Customer-a person who purchases goods or services from a person or company offering them.

Client- a person who depends on the knowledge, understanding, and expertise of another person to get them to the next level.

Parents as customers are shopping for a service. They are looking for educators who can hlp and support them in the care and education of their young children. There is not cookie cutter parent, each person has a specific set of things they are looking for in the folks they would like to leave their children with on a daily basis. Many parents are looking for a center to have the following characteristics:

  • Caring Staff
  • Clean Facility
  • Happy Children
  • Well-organized
  • Sharing of information about their child and development
  • A place to go for expertise when worried or concerned
A center that can meet these basic concerns and is willing to offer support will likely get the parents' approval. Thus, they will enroll their child. However, in many centers once the child arrives and they are in the center, the director and staff have a hard time keeping their dual focus. This is what I think can separate a good center from a great center. This is one of the things looked over which makes a difference in whether a center is of the highest quality. According to the National Association for the Education of Young Children (NAEYC) Accreditation Standard number 7 is Families. 

Definition of Standard 7 The program establishes and maintains collaborative relationships with each child’s family to foster children’s development in all settings. These relationships are sensitive to family composition, language, and culture.(More Information on Standard 7)

Though ultimately the goal of this standard is to create a partnership between parent and center the goal is most adequately met by offering the ultimate in customer service. Building effective relationships with parents is about more than just caring for and meeting the needs of their children. It is about listening to them and meeting the direct needs of the parent. We in early childhood need to accept that we are a dual focused business. It is not just about meeting the needs of the children in our care. It is also about recognizing that we also serve their parents. We often talk about parent engagement and look at it from the perspective of parents should want to be involved because we take care of their children. While that sounds good in theory it does not hold out in practice. 

Customer service is about meeting the needs of the customer. This is a big reason why the first steps in the accreditation process is parent survey's. It is how the center learns about the needs of the customer and how they feel about the services being offered to them and their children. If you want to have a thriving and happy center your customers should not only feel welcome and a part of the center. It should be a home away from home for both the children and their parents. I encourage you to take the time to do a parent survey and find out their needs.
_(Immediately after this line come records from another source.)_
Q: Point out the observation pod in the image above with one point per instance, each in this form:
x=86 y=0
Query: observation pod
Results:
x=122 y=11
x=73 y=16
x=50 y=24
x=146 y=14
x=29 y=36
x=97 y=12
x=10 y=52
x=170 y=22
Here are a few suggestions.

  1. Make coffee available for parents in the morning.
  2. Create a comfortable place for a parent lounge and have plenty of articles or free parent information for them to read or take.
  3. Provide parenting classes on a quarterly basis . In your survey ask parent what they would most like to learn about or have questions concerning.  
  4. Create an app for parent information and contact frequently even if only to say have a  great day or to send a cute pic of their child.
  5. Take lots of pictures and hang them up where parents can see them change them out on a monthly basis.
Ultimately, customer service and parent engagement go hand in hand. If you do not take into account the needs of your customers they will not engage with you. Instead, they will treat you like babysitter who have no real impact in their personal lives, you just care for their children while they are away. If you want them to interact and be a part you must not only make room for them but find ways that being there not only meets the needs of their children but also their needs.